Material Type: Government publication, State or province government publication
Document Type: Book
All Authors / Contributors: Katherine Elaine Bliss
ISBN: 027102125X 9780271021256 0271021268 9780271021263
OCLC Number: 45708154
Description: xv, 243 p. : ill. ; 24 cm.
Responsibility: Katherine Elaine Bliss.

Abstract:

To illuminate the complex cultural foundations of state formation in modern Mexico, Compromised positions explains how and why female prostitution became politicized in the context of revolutionary social reform between 1910 and 1940. Focusing on the public debates over legalized sexual commerce and the spread of sexually transmitted diseases in the first half of the twentieth century, Katherine Bliss argues that political change was compromised time and again by reformers' antiquated ideas about gender and class, by prostitutes' outrage over official attempts to undermine their livelihood, and by clients' unwillingness to forgo visiting brothels despite revolutionary campaigns to promote monogamy, sex education, and awareness of the health risks associated with sexual promiscuity.
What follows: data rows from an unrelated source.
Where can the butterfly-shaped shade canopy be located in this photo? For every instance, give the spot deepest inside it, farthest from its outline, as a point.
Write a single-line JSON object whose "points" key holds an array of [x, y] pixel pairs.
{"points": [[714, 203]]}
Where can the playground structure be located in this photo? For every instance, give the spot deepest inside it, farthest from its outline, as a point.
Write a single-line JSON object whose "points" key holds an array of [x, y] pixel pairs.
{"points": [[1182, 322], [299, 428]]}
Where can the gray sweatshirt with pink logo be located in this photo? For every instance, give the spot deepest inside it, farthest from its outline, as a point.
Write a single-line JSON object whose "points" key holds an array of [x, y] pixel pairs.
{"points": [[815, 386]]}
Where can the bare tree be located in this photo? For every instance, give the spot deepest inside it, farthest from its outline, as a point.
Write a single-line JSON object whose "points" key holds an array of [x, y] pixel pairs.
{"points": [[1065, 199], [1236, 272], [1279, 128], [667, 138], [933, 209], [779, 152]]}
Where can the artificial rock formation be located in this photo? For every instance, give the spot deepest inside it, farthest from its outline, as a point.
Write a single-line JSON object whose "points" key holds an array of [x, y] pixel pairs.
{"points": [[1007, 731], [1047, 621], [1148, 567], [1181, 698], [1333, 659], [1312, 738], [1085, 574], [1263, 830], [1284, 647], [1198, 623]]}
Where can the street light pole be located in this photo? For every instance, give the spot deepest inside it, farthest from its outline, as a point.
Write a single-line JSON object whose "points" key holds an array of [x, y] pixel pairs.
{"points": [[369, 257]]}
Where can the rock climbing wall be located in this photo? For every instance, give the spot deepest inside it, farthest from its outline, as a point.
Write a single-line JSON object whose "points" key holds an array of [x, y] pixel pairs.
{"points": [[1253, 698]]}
In the Mexican public's imagination, the prostitute symbolized the corruption of the old regime even as her redemption represented the new order's potential to dramatically alter gender relations through social policy. Using medical records, criminal case files, and letters from prostitutes and their patrons to public officials, Compromised positions reveals how the contradictory revolutionary imperatives of individual freedom and public health clashed in the effort to eradicate prostitution and craft a model of morality suitable for leading Mexico into the modern era.